Mass Immigration is about More Migrant Slaves for Local Elites, By Paul Walker
South Australian Premier Peter Malinauskas has just dropped what might be the most brutally honest — and controversially crude — defence of high migration levels you'll hear from any Australian politician in 2026. In a speech to the Committee for Economic Development of Australia (CEDA) last week, he directly targeted One Nation voters pushing for sharp cuts to immigration, asking: "My message to One Nation voters is: who's going to feed you and bathe you and wipe your bum when you're 90, right? Because it ain't going to be your kids."
He doubled down when pressed on regret: "Not one iota, right? Not one iota."
The clip (widely shared, including in Sky News Australia's commentary calling it "unhinged") frames his point around demographic reality: Australia's population is aging fast, birth rates are low, and families increasingly can't (or won't) provide hands-on elderly care. Without migrants supposedly filling low-paid, physically demanding roles in aged care, construction, and other essential sectors, the system collapses, or so they say. He tied it to SA-specific needs — building 13,500 homes a year, boosting skilled migration by about 2,000 annually (plus families, totalling ~3,200 net inflow), and shifting workers to high-priority projects like the nuclear submarine program. Migrants, he argued, have historically done the "really hard jobs" locals avoid, and curtailing them would leave gaps no one else fills. The same old, tired story, long refuted.
The Backlash: From "Slave Underclass" to Stereotyping Migrants
The remarks exploded online and in media, drawing fire from across the spectrum:
One Nation and Right-wing critics blasted it as admitting migration policy creates a permanent low-wage underclass imported to do the dirty work Australians won't touch. Macrobusiness.com.au ran with the savage headline "South Australian premier demands migrant slaves to 'wipe bums'," framing it as a "population pyramid scheme based on human exploitation" — sourcing labour from poorer nations who'll accept lower standards, ensuring endless supply as earlier arrivals move up.

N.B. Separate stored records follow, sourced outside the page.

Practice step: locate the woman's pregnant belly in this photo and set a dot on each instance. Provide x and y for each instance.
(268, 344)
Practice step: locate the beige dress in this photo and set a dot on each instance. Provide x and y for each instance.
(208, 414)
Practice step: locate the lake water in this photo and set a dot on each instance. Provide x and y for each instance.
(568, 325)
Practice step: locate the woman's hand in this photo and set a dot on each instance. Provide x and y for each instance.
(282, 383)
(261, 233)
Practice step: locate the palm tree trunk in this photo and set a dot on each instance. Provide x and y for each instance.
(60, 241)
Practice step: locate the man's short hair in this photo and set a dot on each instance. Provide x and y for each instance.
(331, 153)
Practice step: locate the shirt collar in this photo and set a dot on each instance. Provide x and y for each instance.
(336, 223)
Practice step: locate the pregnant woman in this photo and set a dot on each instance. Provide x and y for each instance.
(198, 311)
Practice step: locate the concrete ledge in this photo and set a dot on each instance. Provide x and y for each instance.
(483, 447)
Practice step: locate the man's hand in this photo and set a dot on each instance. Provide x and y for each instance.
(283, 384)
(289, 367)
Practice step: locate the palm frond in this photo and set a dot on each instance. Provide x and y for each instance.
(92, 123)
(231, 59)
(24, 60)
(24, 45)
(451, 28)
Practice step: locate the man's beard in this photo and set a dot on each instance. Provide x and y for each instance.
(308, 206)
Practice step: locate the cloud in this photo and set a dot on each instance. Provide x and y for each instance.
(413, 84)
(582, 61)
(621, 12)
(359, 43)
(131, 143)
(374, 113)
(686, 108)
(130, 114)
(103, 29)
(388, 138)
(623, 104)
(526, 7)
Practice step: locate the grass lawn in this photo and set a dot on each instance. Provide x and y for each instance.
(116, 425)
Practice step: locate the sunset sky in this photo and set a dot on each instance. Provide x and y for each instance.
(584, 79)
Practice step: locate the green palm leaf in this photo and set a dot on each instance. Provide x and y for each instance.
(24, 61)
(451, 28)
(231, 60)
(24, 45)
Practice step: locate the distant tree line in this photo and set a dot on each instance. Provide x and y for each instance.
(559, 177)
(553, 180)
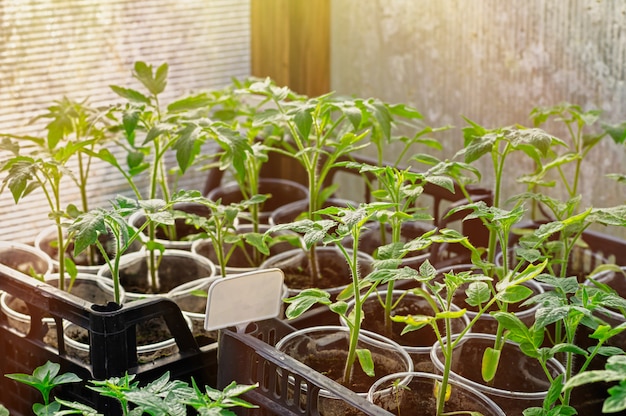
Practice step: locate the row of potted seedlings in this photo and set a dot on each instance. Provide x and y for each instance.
(437, 292)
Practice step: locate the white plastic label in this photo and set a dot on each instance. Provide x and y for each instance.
(244, 298)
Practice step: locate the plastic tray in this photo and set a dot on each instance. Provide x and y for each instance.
(113, 346)
(250, 357)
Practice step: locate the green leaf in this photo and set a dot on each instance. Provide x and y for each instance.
(304, 122)
(187, 146)
(477, 293)
(514, 294)
(193, 102)
(130, 94)
(366, 361)
(154, 83)
(304, 300)
(491, 358)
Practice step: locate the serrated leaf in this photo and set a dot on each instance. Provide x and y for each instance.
(130, 94)
(366, 361)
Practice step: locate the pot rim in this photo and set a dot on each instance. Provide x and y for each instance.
(410, 349)
(364, 335)
(284, 256)
(523, 314)
(437, 377)
(492, 391)
(141, 349)
(128, 257)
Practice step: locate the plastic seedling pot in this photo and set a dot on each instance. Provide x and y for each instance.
(240, 299)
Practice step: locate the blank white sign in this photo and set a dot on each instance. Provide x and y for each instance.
(244, 298)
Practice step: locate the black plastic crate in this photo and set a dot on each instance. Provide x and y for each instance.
(250, 357)
(113, 346)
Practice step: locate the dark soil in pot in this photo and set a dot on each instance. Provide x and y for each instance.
(175, 268)
(281, 192)
(417, 343)
(334, 272)
(401, 400)
(181, 232)
(519, 383)
(325, 349)
(154, 340)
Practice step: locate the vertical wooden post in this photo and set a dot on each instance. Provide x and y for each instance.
(290, 43)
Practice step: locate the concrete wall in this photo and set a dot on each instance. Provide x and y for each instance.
(492, 61)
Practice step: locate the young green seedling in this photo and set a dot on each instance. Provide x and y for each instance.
(45, 378)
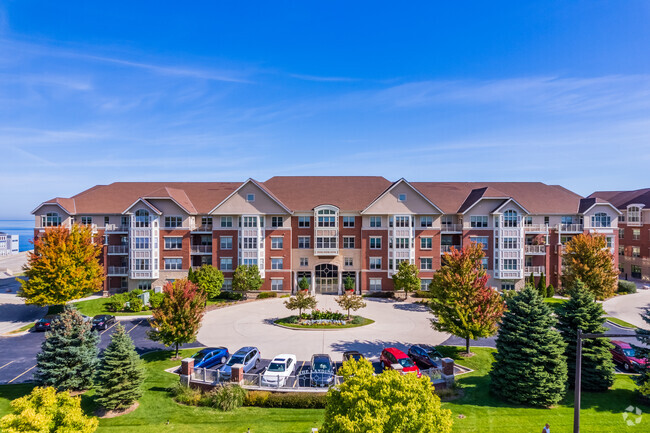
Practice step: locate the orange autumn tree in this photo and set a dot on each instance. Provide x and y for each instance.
(463, 303)
(63, 266)
(586, 258)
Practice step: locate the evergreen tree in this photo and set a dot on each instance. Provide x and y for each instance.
(68, 356)
(581, 311)
(530, 366)
(120, 374)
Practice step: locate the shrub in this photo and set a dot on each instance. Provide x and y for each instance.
(626, 286)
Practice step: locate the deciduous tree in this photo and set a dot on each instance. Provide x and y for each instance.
(587, 258)
(68, 356)
(46, 411)
(63, 266)
(388, 402)
(178, 318)
(462, 302)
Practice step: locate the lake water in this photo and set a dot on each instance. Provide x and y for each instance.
(23, 228)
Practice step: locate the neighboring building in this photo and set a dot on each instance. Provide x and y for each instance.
(8, 244)
(327, 228)
(633, 231)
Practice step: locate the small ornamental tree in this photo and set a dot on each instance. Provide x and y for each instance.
(387, 402)
(530, 366)
(301, 301)
(462, 302)
(63, 266)
(246, 278)
(587, 258)
(178, 318)
(349, 301)
(406, 278)
(209, 279)
(581, 311)
(46, 411)
(120, 376)
(68, 356)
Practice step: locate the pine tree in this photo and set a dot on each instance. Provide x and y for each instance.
(581, 311)
(530, 366)
(68, 356)
(120, 374)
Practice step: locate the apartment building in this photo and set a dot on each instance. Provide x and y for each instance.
(633, 231)
(328, 228)
(8, 244)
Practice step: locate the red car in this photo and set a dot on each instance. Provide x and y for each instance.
(391, 358)
(624, 354)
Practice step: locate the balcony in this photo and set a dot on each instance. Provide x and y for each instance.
(118, 249)
(201, 249)
(535, 249)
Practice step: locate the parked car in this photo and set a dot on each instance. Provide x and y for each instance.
(210, 357)
(45, 324)
(425, 356)
(625, 355)
(103, 321)
(248, 356)
(394, 359)
(321, 373)
(352, 354)
(279, 370)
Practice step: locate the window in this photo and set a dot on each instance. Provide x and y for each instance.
(51, 219)
(478, 221)
(142, 243)
(348, 221)
(226, 242)
(426, 221)
(175, 243)
(483, 240)
(226, 221)
(175, 264)
(173, 222)
(225, 264)
(601, 219)
(277, 242)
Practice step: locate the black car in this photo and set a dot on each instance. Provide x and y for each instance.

Migrant communities and progressives called it demeaning. Indian-origin Family First SA upper house candidate Deepa Mathew hit back hard: "I didn't come here to wipe bums." She accused Malinauskas of reducing migrants to a crude stereotype, ignoring their contributions as doctors, engineers, business owners, and professionals. "Migrants come to build futures... not to be demeaned."
Greens and others echoed concerns about exploitation, low pay in aged care (where conditions are already gruelling), and the racist undertones in assuming certain nationalities are "used to much lower living standards."
Even mainstream outlets like ABC News reported bipartisan criticism, with the comments seen as blunt to the point of offensive. Sky News host James Macpherson mocked the vision of elderly Aussies reliant on foreign "bum wipers" while their kids build submarines, calling it a bleak, out-of-touch pitch.
Critique: Honest Demographics or Exploitative Framing?
Malinauskas isn't wrong on the maths. SA (and Australia broadly) faces a care crisis: an aging boom, workforce shortages in aged care (low wages, burnout, high turnover), and declining family caregiving. Aged care relies heavily on migrants — many from India, Nepal, Philippines, and other developing nations — who often enter via student visas, temporary skilled pathways, or family streams. Without them, facilities close, waitlists grow, and vulnerable elderly suffer.
But the delivery? It's a masterclass in political malpractice. Framing migration as "who wipes your bum" reduces complex human beings to bodily functions, plays into stereotypes, and alienates the very workers the system needs. It ignores fixes like better wages/training to attract locals, investing in robotics/automation, or reforming aged care funding. Instead, it leans on volume migration as the default band-aid — a critique Macrobusiness.com.au and others level at the whole national model.
In SA context, with the March 21 state election looming, this is risky. Malinauskas is popular and polling strong, but One Nation is surging on immigration fears (echoing federal trends). By saying the quiet part loud, he might rally his base on economic pragmatism but hand ammo to opponents portraying Labor as pro-mass migration at any cost. Which it is; look at the old Anglo Saxon building pulled down under this regime.
Bottom line: The Premier's point about demographic necessity is valid, but packaging it as "migrant bum-wipers or bust" is crude, divisive, and risks dehumanising people who already do undervalued, essential work. If SA wants sustainable growth, debate the how — wages, training, integration — not just the who. Otherwise, this "wipe your bum" line becomes the soundbite that haunts him, and the sector, long after the election.